Infrastructures maritimes

M. Harper était à Saguenay pour annoncer un investissement de 15 millions $ en infrastructures maritimes.

L'argent servira à construire une gare intermodale sur le site du port de Saguenay ainsi qu'un tronçon de 12,5 km pour relier le port au réseau ferroviaire existant. Le projet de construction doit être complété avant mars 2014.

En annonçant cet investissement, M. Harper a déclaré que ce financement servira aux entreprises du nord du Québec qui veulent expédier leurs marchandises.

«Il sera désormais possible pour une entreprise de Chibougamau d'envoyer ses produits ici par train et de les expédier directement sur les marchés mondiaux, plutôt que de dépenser des sommes considérables afin de passer par Montréal», a-t-il dit.

Le budget total de la construction est de 36 millions $ et le gouvernement québécois, dont le développement économique du nord du Québec est le projet emblématique, étudie la possibilité de contribuer aussi.

Présent lors de l'annonce, le ministre délégué aux Ressources naturelles du Québec, Serge Simard, a reconnu que son collègue délégué aux Transports, Norman MacMillan, avait pourtant déjà signifié son refus à la ville de Saguenay.

«Norman a effectivement dit, il y a quelques mois, qu'il n'y avait pas d'argent actuellement pour le projet, a dit le ministre Simard lors d'un point de presse. On parle de quelques mois. Maintenant on va faire cheminer le dossier, on est en 2012 et on va regarder pour que le dossier puisse cheminer et avoir une certaine écoute.»

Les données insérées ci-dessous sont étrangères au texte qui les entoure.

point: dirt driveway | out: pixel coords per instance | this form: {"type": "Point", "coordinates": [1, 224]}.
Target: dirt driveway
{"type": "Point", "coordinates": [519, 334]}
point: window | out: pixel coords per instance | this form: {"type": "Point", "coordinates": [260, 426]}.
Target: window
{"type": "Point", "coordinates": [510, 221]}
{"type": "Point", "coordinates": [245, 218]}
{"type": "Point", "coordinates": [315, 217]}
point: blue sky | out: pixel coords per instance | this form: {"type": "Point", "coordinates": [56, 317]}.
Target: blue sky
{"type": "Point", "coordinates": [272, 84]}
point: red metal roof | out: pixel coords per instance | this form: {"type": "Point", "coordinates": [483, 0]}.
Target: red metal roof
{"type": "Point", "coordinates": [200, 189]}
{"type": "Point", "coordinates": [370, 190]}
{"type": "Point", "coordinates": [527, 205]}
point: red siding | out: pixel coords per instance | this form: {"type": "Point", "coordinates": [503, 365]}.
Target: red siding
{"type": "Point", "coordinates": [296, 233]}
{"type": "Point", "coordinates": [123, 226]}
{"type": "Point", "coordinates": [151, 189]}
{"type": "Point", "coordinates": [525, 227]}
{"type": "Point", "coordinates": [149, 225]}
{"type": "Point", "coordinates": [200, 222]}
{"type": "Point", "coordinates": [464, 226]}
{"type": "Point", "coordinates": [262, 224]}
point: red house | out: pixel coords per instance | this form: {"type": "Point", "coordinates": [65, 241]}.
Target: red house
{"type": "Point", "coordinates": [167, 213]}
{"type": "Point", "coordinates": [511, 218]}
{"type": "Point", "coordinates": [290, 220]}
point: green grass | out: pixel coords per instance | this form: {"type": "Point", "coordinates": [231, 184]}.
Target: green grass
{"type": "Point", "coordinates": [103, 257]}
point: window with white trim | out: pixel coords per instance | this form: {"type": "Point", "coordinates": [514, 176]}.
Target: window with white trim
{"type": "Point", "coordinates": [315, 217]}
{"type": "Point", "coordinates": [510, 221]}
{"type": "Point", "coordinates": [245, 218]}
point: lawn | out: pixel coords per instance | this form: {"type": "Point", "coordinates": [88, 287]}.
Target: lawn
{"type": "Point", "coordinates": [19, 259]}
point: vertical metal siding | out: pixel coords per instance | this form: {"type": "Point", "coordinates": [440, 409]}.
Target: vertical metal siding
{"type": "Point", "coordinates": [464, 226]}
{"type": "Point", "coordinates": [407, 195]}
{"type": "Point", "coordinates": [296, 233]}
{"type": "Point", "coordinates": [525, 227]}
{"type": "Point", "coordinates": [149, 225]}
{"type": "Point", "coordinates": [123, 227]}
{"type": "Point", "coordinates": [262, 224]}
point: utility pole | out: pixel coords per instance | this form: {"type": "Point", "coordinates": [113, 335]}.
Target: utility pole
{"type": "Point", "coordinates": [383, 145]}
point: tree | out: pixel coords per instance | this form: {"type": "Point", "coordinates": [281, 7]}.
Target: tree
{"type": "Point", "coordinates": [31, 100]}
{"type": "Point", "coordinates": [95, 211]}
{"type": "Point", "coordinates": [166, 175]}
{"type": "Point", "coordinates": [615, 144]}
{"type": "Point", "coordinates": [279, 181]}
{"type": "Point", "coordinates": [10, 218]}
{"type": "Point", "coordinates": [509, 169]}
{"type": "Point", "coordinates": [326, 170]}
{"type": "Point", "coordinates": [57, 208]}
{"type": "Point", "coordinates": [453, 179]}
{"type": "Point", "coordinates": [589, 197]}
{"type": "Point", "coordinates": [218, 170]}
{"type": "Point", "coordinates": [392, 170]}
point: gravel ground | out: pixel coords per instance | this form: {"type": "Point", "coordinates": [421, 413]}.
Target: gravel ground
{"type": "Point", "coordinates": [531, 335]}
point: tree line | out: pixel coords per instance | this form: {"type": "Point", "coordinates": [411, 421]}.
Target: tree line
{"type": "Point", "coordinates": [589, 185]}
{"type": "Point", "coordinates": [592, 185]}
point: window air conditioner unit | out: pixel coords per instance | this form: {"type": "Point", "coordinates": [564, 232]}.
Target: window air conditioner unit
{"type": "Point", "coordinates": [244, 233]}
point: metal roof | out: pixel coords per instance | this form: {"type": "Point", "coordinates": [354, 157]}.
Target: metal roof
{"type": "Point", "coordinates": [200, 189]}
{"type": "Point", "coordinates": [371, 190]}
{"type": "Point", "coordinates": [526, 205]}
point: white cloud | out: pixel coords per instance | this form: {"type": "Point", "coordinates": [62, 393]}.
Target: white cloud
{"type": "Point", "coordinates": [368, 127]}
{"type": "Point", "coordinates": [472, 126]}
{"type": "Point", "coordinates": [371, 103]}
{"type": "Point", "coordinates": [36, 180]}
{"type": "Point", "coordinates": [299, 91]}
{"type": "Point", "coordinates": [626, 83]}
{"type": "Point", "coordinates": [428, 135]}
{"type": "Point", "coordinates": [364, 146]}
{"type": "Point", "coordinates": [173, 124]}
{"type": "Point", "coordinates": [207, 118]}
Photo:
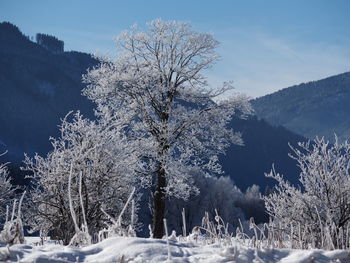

Alors que le gouvernement québécois a été l'objet de critiques récemment concernant ses dépenses en infrastructures pour le Plan Nord, M. Simard a nié qu'Ottawa ait pris Québec de vitesse.

«On ne s'est pas fait damer le pion, encore une fois, je le répète, c'est en collaboration avec le fédéral et on va continuer à faire notre travail», a-t-il dit.

M. Simard a soutenu que le projet ferroviaire servira au secteur minier, dont il est responsable.

«Pour être en mesure de bien desservir le Plan Nord, vous comprendrez qu'une desserte ferroviaire, au niveau d'un port de l'importance de Saguenay, c'est indéniablement très logique», a-t-il dit.